Welcome Josh Reynolds, the speedy wide receiver from Texas A&M. Coming in at 6-3 and 190 pounds with 4.4 speed and a 37 inch vertical I bring you everybody’s dream WR from a measurable stand point. Coming from a big school Reynolds went out and produced against the best of the best on week to week basis with a below average QB carousel throwing him the ball, to the tune of 61 catches for 1,039 yards and 12 TD’s in 13 games. He also spent some time contributing on special teams.
To break down what I like about Reynolds I have a handful of gifs for us to look at and dissect.
In this first clip we are going to watch and confirm what Reynolds is known for, being a spectacular deep threat.
Not much to dissect here but I can tell you how it ends, with 6 points and a defender in the dust.
Our next clip we have a play where Reynolds shows off his ability to fight back to a very poorly thrown ball. This corner route turns into a badly placed pass that Reynolds has to cut his route short for, turn back, fight through a defender committing PI and high point the ball to secure the TD catch. He does so flawlessly and comes away with highlight reel material. These types of contested catches separate the men from the boys in the NFL.
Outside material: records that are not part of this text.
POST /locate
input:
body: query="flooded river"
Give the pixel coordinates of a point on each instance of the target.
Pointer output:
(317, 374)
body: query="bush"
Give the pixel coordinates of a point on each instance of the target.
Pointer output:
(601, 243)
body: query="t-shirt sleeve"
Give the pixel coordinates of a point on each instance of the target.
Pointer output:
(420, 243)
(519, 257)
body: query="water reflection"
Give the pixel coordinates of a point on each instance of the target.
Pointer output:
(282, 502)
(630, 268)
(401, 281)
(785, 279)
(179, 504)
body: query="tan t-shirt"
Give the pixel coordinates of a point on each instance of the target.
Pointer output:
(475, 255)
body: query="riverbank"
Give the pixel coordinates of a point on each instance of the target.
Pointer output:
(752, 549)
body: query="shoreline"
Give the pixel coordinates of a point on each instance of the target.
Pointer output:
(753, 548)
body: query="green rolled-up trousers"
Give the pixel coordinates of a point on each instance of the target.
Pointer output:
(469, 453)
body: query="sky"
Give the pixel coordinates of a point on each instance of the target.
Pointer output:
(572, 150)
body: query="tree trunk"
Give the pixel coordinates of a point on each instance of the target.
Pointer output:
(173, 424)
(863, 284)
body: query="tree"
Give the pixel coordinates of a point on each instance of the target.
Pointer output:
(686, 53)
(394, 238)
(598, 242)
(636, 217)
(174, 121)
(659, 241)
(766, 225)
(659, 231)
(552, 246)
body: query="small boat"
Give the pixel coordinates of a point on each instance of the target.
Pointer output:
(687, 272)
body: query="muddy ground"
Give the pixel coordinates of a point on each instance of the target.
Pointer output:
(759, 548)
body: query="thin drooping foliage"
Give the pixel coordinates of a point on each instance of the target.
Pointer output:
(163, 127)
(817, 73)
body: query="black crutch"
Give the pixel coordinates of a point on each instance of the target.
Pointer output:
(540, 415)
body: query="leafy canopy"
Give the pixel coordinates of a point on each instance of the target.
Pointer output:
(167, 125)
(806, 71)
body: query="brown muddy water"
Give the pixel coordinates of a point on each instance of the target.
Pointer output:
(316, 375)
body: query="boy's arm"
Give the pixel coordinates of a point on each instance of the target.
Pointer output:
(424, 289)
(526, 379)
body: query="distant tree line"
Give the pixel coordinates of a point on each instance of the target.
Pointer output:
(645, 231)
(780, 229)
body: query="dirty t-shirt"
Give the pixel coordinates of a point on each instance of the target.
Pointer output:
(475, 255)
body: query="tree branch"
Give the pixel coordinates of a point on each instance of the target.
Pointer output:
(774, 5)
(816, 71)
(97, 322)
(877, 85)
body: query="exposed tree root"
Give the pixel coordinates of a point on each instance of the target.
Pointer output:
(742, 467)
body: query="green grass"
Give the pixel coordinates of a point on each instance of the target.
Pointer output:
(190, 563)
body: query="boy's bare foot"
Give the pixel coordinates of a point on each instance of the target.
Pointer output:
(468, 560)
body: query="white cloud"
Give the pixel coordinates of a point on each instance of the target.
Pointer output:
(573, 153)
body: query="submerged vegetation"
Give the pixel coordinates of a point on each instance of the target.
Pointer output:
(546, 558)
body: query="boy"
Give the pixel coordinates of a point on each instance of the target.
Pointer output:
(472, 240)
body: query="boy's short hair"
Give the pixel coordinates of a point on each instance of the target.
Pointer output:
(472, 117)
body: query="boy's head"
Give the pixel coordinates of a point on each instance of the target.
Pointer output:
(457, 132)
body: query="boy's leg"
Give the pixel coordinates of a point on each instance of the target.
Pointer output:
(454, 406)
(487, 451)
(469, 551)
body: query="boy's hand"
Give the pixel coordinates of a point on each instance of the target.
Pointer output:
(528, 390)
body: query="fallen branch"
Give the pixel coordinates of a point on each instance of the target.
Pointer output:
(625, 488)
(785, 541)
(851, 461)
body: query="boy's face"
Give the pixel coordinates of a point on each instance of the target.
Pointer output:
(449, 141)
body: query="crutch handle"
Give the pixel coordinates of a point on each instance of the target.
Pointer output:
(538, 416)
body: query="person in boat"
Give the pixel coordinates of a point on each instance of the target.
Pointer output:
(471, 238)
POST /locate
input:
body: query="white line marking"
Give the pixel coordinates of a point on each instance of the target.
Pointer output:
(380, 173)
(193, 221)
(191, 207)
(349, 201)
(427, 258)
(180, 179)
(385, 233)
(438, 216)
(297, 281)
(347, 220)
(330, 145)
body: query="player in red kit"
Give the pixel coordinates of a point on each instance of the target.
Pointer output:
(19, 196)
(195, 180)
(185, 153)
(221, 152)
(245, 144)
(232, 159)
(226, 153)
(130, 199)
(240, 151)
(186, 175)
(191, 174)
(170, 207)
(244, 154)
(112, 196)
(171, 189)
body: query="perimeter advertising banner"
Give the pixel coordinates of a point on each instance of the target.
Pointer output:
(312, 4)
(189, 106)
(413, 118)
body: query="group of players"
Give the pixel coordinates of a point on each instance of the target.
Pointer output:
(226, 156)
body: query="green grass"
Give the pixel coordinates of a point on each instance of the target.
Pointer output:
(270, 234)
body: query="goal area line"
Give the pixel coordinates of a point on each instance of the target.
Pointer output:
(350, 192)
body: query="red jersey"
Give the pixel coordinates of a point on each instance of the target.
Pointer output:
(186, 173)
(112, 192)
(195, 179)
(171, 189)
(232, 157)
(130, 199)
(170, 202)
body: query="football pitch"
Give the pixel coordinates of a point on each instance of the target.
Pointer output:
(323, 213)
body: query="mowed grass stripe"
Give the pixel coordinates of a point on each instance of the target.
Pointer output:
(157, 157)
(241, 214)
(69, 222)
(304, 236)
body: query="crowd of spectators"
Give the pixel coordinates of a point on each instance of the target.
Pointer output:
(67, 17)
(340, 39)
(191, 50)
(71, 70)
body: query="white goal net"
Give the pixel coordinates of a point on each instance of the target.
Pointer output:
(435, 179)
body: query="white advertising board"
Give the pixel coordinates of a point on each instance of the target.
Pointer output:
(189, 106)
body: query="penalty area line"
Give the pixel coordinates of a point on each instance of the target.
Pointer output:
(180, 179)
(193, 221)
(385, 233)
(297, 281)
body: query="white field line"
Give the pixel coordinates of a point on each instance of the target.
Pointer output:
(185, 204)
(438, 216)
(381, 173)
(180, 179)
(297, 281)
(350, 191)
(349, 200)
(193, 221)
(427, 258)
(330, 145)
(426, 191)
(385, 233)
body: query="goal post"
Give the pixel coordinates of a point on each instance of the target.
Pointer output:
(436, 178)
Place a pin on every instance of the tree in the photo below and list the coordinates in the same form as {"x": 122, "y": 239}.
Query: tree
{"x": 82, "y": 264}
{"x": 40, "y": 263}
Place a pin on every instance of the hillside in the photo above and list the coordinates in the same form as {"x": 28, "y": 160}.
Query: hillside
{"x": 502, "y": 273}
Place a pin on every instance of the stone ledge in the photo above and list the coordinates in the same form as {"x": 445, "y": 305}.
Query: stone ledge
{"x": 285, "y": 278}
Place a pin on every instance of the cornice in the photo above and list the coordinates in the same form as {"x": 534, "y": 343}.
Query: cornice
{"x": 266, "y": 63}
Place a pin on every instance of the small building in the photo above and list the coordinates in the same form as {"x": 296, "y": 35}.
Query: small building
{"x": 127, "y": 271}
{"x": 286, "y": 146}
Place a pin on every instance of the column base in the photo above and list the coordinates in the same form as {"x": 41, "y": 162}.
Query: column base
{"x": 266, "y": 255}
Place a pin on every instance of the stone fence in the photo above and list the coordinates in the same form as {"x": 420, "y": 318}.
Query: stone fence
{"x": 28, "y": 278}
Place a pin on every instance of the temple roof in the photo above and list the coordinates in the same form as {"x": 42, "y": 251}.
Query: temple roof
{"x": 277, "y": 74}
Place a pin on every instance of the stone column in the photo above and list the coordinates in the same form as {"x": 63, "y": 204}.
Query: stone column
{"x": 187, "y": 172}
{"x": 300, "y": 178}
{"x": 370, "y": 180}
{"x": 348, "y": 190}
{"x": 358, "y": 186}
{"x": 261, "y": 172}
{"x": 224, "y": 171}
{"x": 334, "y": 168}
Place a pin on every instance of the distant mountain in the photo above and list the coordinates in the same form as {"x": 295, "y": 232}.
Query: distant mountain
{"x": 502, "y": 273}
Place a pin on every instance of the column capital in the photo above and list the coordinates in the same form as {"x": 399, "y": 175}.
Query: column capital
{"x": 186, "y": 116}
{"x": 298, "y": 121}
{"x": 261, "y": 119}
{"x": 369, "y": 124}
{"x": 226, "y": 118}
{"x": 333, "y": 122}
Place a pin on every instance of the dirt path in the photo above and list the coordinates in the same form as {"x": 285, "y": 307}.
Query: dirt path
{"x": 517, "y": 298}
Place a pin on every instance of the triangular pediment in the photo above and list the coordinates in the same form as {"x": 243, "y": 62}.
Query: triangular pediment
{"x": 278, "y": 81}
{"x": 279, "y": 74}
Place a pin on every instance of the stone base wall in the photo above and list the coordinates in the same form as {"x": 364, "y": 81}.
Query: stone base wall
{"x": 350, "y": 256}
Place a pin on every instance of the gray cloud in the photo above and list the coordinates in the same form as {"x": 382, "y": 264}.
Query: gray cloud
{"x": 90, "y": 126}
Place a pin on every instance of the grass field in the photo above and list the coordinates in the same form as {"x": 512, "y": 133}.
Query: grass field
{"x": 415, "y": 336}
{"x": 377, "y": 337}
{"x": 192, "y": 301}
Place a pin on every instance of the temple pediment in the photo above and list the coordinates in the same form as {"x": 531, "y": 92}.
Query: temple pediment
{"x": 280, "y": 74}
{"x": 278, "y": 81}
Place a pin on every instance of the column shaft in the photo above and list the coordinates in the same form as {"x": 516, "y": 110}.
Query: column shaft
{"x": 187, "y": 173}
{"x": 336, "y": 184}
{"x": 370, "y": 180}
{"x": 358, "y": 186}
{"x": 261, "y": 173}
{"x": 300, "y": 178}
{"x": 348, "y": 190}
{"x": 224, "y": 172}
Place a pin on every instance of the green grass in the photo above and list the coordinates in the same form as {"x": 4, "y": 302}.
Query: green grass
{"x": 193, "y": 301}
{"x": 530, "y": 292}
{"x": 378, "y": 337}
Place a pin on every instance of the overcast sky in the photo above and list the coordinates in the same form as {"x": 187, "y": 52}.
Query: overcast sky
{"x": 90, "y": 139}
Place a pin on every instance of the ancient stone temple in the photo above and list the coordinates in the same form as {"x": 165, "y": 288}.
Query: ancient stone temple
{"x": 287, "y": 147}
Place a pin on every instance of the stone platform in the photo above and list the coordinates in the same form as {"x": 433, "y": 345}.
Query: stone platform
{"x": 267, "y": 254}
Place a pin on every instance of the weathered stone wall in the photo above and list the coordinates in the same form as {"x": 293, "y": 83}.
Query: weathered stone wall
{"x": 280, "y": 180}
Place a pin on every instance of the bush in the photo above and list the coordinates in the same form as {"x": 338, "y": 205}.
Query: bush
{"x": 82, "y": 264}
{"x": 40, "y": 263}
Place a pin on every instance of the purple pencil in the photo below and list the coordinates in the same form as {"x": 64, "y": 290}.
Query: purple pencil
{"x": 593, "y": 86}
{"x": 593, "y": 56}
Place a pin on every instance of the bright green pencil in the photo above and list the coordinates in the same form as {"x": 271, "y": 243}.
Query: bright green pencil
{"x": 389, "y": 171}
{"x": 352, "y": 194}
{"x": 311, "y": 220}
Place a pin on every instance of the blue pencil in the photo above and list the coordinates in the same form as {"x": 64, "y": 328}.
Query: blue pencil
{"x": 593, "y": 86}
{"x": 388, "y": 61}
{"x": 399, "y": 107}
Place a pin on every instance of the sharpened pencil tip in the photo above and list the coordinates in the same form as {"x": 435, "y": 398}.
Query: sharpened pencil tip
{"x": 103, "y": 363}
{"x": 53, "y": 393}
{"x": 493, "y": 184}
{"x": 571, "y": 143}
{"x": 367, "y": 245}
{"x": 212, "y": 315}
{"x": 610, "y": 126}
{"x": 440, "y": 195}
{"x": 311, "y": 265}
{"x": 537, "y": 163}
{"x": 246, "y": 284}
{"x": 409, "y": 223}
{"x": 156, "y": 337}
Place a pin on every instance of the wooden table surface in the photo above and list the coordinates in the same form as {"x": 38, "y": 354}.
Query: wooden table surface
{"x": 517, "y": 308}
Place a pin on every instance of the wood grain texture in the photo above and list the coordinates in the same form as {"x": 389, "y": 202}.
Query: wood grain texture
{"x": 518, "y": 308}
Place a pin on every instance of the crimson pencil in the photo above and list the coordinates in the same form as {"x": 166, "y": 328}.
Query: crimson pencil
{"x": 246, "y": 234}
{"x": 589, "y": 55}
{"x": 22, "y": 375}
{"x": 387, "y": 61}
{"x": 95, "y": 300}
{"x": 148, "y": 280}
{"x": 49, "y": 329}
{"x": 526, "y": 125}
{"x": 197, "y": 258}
For the next clip we get to witness Reynolds most underrated aspect of his game, at least underrated when it comes to people in the mainstream or who have not dived into some of his tape. Reynolds has phenomenal feet for a WR standing 6-3 let alone a receiver as small as say, a guy like John Ross. Reynolds displays great foot work off the line allowing him to stay clean and not be pressed and thrown off his routes. For example in the clip below Reynolds is working against a consensus top CB in this years draft, Tre White. Reynolds starts out like he is going to run a 9 route breaks down about 2 yards in front of Tre white and cuts inside on a clean release to run a slant. Once the ball is in his hands he simply hits the after burners to run away from Tre and Jamal Adams (the top safety in this draft who just ran a 4.33 today at his pro day).
This next play we get to see another very important part of Reynolds game, his ability to adjust to poorly thrown passes. This is something Reynolds had to do time and time again. Thanks to his poor QB play, I watched a lot of tape where Reynolds would run a great route create separation to only have to stop turn back and adjust to a horribly thrown pass.
This play is no different, Reynolds is running what looks to be a deep fade route, he stacked himself up to the boundary side of the corner to try and beat him to the back pylon and box him out for a TD catch. Only it seems his Hall of fame QB has other plans. Thanks for an errant throw Reynolds has to adjust from the right side of the field to the inside of the corner in a split second and make a catch over his shoulder while tracking the ball. Again, this is stuff you don’t see too often and shows how effortlessly Reynolds is able to track a ball with his back to the QB.
Lastly I have a nice clip of Reynolds beating double coverage in style.
Simply put Reynolds is running a deep route most likely a fly, with a corner in trail coverage and a safety over top. The QB decides to take a shot here (admittedly makes a nice throw even against double coverage) and Reynolds plucks the ball out of the air with one hand while staying in bounds. Just a beauty.
I will admit there isn’t much I don’t like about Reynolds game. Blocking could use some work sure, and Texas A&M isn’t a school known for developing wide outs in the route running department but from what I saw he has the feet to run any route in the book. Just needs a little seasoning and I think you got a potential number 1 receiver.
I can see Reynolds going in the 2nd round, 3rd at the latest.